M = ∫ γ(volume of water)dy

but I don't know anything else except the height for the water...

 

[TSny]

I feel like I need to integrate and add up all the small moments across the whole door.

So the integral would be something like

integrating from B to .3

M = ∫ γ(volume of water)dy

but I don't know anything else except the height for the water...

OK. You have the right idea. If you let y denote depth below point B, how would you express the force from the water on a horizontal strip of the gate if the strip extends from y to y+dy?

 

[Feodalherren]

Hmm I'm not sure. I guess that's kind of where I'm stuck.

The pressure would depend on h and I'm not sure how to relate h to the length of the gate.

 

[TSny]

From the picture below, what is the depth, H, of the strip below the surface of the water in terms of h, y, and .30 m?

 

[Feodalherren]

H= h + y - .30

?

 

[TSny]

H= h + y - .30

?

Yes. So, you can express the force on the strip in terms of H, and therefore in terms of y and h.

 

[Feodalherren]

Ok so dA= .6 dy

The force exerted by the water on a differential of the area is

Fw = P(.6)dy

The pressure of the water:

ϒ = 9790 N / m^3

P= ϒ(h+y-.3)

then the force becomes (ignoring direction since we know it's opposite to the direction of the force of the air).

Fw(total) = ∫ ϒ(h+y-.3)(.6)dy

integrate from 0 to .3

is that correct?

 

[TSny]

The pressure of the water:

ϒ = 9790 N / m^3

P= ϒ(h+y-.3)

OK, I guess you're using 9.79 m/s² for g.

then the force becomes (ignoring direction since we know it's opposite to the direction of the force of the air).

Fw(total) = ∫ ϒ(h+y-.3)(.6)dy

integrate from 0 to .3

is that correct?

This would yield the force, but you want the torque.

 

[Feodalherren]

The number came out of my book, Fluid Mechanics by Frank White 5th ed.

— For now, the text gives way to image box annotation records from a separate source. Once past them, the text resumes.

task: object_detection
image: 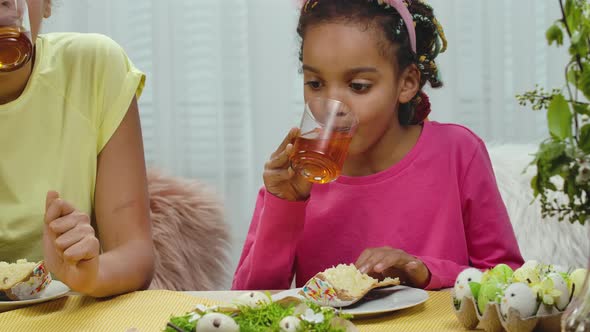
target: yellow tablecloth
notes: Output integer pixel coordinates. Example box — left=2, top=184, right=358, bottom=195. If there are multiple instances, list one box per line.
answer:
left=0, top=291, right=480, bottom=332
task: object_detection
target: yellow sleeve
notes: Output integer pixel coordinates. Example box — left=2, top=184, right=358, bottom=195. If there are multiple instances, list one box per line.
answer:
left=95, top=35, right=146, bottom=153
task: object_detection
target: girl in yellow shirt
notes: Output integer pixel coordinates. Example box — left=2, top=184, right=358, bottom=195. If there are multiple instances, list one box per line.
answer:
left=0, top=0, right=154, bottom=297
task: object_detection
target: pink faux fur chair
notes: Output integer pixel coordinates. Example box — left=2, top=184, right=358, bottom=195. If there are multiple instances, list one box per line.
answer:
left=148, top=170, right=230, bottom=291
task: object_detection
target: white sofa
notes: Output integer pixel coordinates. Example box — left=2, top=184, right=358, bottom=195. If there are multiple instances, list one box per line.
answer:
left=488, top=144, right=590, bottom=268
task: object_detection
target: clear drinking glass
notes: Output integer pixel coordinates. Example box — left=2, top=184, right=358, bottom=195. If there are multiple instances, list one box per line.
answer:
left=0, top=0, right=33, bottom=72
left=290, top=98, right=358, bottom=184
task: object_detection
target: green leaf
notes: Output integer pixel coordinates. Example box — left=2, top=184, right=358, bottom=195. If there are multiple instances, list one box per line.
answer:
left=565, top=0, right=582, bottom=30
left=545, top=24, right=563, bottom=46
left=547, top=94, right=572, bottom=140
left=468, top=281, right=481, bottom=299
left=574, top=103, right=590, bottom=116
left=576, top=64, right=590, bottom=99
left=572, top=31, right=582, bottom=44
left=579, top=124, right=590, bottom=154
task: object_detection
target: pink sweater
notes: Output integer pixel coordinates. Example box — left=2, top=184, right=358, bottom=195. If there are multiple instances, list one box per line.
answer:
left=233, top=122, right=523, bottom=290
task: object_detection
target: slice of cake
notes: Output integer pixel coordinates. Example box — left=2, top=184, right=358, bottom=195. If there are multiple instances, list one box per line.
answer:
left=300, top=264, right=399, bottom=307
left=0, top=259, right=51, bottom=301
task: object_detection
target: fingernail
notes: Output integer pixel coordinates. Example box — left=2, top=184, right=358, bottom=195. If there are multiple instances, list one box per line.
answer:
left=406, top=262, right=418, bottom=270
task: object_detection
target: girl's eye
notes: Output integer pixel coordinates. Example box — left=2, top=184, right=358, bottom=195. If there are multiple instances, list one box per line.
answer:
left=350, top=82, right=371, bottom=92
left=305, top=81, right=322, bottom=90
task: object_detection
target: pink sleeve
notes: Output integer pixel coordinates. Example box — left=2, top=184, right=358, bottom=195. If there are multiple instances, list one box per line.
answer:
left=418, top=142, right=523, bottom=289
left=232, top=188, right=307, bottom=290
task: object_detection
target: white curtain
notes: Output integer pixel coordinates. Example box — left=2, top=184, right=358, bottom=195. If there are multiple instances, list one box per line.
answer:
left=44, top=0, right=565, bottom=288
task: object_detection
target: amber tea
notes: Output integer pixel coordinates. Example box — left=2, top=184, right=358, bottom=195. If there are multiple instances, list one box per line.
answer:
left=291, top=132, right=352, bottom=184
left=0, top=27, right=33, bottom=72
left=290, top=98, right=357, bottom=184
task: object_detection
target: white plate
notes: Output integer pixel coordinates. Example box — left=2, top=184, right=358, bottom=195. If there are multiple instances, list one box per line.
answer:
left=272, top=286, right=428, bottom=318
left=0, top=280, right=70, bottom=312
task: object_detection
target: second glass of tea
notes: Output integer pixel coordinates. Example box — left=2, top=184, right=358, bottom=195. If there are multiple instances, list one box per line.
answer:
left=0, top=0, right=33, bottom=72
left=290, top=98, right=358, bottom=184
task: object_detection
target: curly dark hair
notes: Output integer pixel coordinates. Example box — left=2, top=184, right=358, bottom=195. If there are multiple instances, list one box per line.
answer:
left=297, top=0, right=447, bottom=125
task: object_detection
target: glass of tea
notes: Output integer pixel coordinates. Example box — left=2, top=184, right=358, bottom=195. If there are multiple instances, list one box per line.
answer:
left=0, top=0, right=33, bottom=72
left=290, top=98, right=358, bottom=184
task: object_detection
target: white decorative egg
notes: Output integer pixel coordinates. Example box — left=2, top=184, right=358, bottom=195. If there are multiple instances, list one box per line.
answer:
left=570, top=269, right=588, bottom=296
left=454, top=267, right=483, bottom=300
left=197, top=312, right=240, bottom=332
left=547, top=273, right=570, bottom=311
left=279, top=316, right=301, bottom=332
left=500, top=282, right=537, bottom=318
left=234, top=292, right=270, bottom=308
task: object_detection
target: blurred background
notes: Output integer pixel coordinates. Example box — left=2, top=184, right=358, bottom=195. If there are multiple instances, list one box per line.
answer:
left=44, top=0, right=567, bottom=286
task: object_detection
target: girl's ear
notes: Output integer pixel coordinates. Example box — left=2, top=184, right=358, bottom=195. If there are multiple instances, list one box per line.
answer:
left=43, top=0, right=53, bottom=18
left=399, top=64, right=420, bottom=104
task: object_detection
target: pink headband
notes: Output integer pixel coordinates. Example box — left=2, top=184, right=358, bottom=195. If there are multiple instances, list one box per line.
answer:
left=300, top=0, right=416, bottom=54
left=378, top=0, right=416, bottom=54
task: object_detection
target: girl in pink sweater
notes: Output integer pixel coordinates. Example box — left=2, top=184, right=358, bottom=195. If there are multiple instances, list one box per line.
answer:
left=233, top=0, right=522, bottom=289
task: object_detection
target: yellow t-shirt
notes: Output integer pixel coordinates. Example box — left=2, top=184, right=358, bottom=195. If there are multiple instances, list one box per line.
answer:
left=0, top=33, right=145, bottom=261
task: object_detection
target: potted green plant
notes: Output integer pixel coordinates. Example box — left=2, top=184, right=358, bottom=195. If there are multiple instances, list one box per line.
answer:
left=517, top=0, right=590, bottom=331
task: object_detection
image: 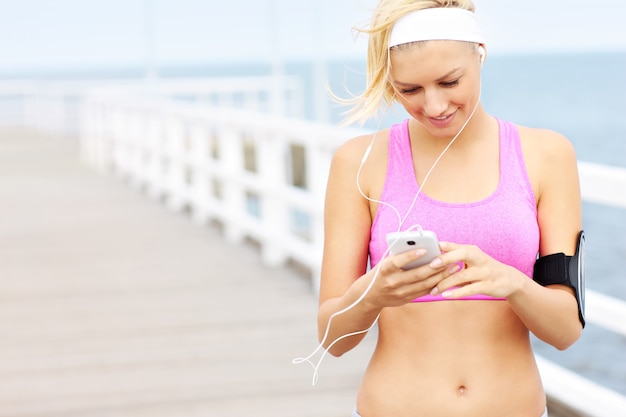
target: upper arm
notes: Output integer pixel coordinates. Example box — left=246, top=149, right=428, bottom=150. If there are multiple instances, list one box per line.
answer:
left=523, top=129, right=582, bottom=256
left=320, top=138, right=372, bottom=303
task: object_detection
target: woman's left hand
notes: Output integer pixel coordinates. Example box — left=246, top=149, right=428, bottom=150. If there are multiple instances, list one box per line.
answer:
left=430, top=242, right=525, bottom=298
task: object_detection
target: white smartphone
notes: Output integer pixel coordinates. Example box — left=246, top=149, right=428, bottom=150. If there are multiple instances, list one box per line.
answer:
left=386, top=230, right=441, bottom=270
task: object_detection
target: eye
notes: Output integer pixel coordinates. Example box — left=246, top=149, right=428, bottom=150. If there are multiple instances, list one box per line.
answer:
left=441, top=78, right=459, bottom=88
left=400, top=87, right=421, bottom=95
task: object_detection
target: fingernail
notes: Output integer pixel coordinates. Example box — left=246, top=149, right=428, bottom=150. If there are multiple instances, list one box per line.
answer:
left=430, top=258, right=441, bottom=268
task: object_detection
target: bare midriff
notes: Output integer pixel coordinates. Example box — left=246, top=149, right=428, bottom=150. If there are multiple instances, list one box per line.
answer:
left=357, top=300, right=545, bottom=417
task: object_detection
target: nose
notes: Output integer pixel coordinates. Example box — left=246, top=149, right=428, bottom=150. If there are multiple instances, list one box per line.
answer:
left=424, top=88, right=448, bottom=117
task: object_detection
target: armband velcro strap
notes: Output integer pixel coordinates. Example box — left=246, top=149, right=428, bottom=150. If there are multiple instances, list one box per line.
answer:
left=533, top=252, right=572, bottom=287
left=533, top=230, right=585, bottom=327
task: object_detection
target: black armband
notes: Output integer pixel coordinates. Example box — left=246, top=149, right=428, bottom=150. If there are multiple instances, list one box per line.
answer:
left=533, top=230, right=585, bottom=327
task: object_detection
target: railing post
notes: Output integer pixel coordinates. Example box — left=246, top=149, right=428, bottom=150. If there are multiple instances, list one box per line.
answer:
left=217, top=124, right=246, bottom=243
left=166, top=114, right=186, bottom=211
left=256, top=131, right=291, bottom=266
left=189, top=122, right=211, bottom=224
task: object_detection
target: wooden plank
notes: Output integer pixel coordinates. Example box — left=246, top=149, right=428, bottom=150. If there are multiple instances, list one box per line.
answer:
left=0, top=129, right=373, bottom=417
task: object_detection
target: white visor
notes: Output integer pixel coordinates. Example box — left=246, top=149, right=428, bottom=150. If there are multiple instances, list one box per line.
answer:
left=389, top=7, right=485, bottom=48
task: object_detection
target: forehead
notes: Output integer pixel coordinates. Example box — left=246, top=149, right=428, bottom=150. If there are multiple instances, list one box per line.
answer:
left=389, top=41, right=472, bottom=83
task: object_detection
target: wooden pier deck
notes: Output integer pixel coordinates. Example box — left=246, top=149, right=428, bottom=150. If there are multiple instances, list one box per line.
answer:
left=0, top=128, right=372, bottom=417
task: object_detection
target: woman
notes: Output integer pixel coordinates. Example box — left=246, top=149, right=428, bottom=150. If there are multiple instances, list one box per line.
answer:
left=318, top=0, right=582, bottom=417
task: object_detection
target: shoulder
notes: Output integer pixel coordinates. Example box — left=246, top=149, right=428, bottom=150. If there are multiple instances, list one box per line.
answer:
left=517, top=125, right=576, bottom=163
left=332, top=129, right=389, bottom=168
left=517, top=122, right=579, bottom=203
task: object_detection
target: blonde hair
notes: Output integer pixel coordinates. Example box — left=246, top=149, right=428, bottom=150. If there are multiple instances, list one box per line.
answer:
left=342, top=0, right=475, bottom=124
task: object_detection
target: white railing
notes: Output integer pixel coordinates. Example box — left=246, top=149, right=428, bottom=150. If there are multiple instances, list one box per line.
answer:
left=0, top=80, right=626, bottom=416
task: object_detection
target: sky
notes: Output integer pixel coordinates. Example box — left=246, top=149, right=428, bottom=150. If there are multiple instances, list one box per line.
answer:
left=0, top=0, right=626, bottom=73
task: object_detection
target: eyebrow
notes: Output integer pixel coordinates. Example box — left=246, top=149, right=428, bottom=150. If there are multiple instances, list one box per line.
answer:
left=393, top=67, right=461, bottom=87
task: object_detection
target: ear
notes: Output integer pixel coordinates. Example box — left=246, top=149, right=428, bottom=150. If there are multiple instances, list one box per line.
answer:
left=478, top=43, right=487, bottom=67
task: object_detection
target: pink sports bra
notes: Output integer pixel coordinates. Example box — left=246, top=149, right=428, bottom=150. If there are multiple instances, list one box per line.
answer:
left=369, top=120, right=539, bottom=302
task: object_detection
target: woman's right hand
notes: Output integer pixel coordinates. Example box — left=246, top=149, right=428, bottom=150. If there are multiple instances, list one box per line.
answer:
left=361, top=249, right=460, bottom=309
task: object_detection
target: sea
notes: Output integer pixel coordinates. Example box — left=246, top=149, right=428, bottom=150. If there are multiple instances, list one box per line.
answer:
left=6, top=51, right=626, bottom=395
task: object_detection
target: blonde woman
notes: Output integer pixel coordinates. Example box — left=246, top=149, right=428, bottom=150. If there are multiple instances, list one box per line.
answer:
left=318, top=0, right=583, bottom=417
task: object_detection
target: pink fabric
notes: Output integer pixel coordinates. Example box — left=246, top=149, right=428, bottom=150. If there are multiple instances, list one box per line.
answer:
left=369, top=120, right=539, bottom=301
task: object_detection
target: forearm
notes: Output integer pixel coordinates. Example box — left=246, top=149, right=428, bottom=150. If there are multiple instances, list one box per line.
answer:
left=318, top=277, right=381, bottom=356
left=508, top=277, right=582, bottom=350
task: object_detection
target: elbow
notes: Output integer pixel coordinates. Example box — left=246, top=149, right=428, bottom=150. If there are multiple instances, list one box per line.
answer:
left=552, top=323, right=583, bottom=351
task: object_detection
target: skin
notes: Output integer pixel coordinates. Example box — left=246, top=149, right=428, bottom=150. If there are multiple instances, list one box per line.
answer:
left=318, top=41, right=582, bottom=417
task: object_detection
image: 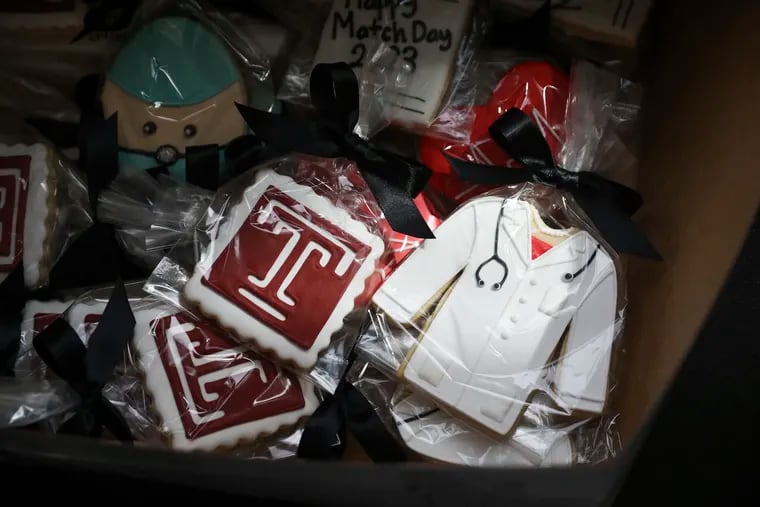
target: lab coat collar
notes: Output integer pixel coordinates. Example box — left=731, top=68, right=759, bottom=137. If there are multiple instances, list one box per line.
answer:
left=501, top=199, right=595, bottom=268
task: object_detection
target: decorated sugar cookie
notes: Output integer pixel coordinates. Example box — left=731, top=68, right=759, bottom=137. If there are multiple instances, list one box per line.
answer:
left=373, top=196, right=618, bottom=435
left=14, top=299, right=101, bottom=377
left=390, top=390, right=574, bottom=467
left=102, top=17, right=248, bottom=186
left=183, top=170, right=385, bottom=369
left=0, top=143, right=55, bottom=288
left=419, top=61, right=570, bottom=204
left=314, top=0, right=475, bottom=126
left=135, top=311, right=318, bottom=451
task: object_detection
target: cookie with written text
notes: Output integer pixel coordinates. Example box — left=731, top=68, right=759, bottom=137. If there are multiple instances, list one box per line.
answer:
left=134, top=309, right=318, bottom=451
left=183, top=169, right=385, bottom=370
left=314, top=0, right=475, bottom=126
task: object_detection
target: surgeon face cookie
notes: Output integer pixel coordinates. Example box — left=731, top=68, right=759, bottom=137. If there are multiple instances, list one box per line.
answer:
left=102, top=17, right=248, bottom=185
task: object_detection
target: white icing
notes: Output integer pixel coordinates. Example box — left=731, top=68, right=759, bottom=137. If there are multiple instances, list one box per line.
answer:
left=134, top=307, right=319, bottom=451
left=314, top=0, right=474, bottom=125
left=373, top=197, right=617, bottom=435
left=0, top=143, right=54, bottom=288
left=390, top=394, right=573, bottom=467
left=183, top=170, right=385, bottom=370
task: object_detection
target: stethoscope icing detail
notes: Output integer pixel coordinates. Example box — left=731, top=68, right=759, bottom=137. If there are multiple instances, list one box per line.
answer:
left=475, top=199, right=601, bottom=291
left=475, top=199, right=509, bottom=290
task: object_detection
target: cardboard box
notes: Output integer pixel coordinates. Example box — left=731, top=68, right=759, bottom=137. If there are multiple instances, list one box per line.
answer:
left=0, top=0, right=760, bottom=506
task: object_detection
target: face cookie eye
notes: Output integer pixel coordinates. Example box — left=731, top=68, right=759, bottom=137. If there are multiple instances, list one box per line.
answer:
left=143, top=121, right=158, bottom=136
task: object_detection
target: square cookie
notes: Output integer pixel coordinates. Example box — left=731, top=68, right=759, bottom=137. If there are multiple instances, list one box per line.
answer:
left=135, top=310, right=318, bottom=451
left=0, top=143, right=55, bottom=288
left=314, top=0, right=475, bottom=126
left=183, top=170, right=385, bottom=370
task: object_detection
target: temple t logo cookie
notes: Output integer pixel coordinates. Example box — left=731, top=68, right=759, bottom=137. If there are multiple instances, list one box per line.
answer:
left=136, top=313, right=318, bottom=450
left=0, top=144, right=55, bottom=288
left=184, top=171, right=385, bottom=369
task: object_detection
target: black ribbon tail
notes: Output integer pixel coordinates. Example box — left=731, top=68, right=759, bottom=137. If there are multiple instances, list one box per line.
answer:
left=574, top=191, right=662, bottom=261
left=491, top=0, right=552, bottom=52
left=185, top=144, right=221, bottom=190
left=237, top=62, right=434, bottom=238
left=93, top=396, right=134, bottom=442
left=224, top=134, right=267, bottom=177
left=71, top=0, right=141, bottom=43
left=25, top=116, right=79, bottom=148
left=488, top=107, right=554, bottom=167
left=236, top=104, right=341, bottom=158
left=443, top=153, right=535, bottom=185
left=361, top=171, right=435, bottom=239
left=87, top=282, right=135, bottom=386
left=50, top=222, right=150, bottom=290
left=343, top=384, right=407, bottom=463
left=33, top=282, right=135, bottom=441
left=84, top=113, right=119, bottom=211
left=296, top=386, right=346, bottom=461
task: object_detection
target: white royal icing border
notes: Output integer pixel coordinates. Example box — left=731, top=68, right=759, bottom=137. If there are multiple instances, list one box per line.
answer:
left=0, top=143, right=53, bottom=288
left=183, top=169, right=385, bottom=370
left=133, top=308, right=319, bottom=451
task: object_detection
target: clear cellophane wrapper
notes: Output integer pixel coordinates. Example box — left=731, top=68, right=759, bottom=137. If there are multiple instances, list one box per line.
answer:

Yeah I just wanted to check my logic. Okay so if that's the total force then the total torque must just be the total force multiplied by the distance

T = F y

where y is the distance from B to the point of application of the force.

so

T = ∫ ϒ(h+y-.3)(.6)y dy

correct?

 

[TSny]

Looks good.

 

[Feodalherren]

Thank you so much! I got the correct answer!

 

[TSny]

Great! Good work.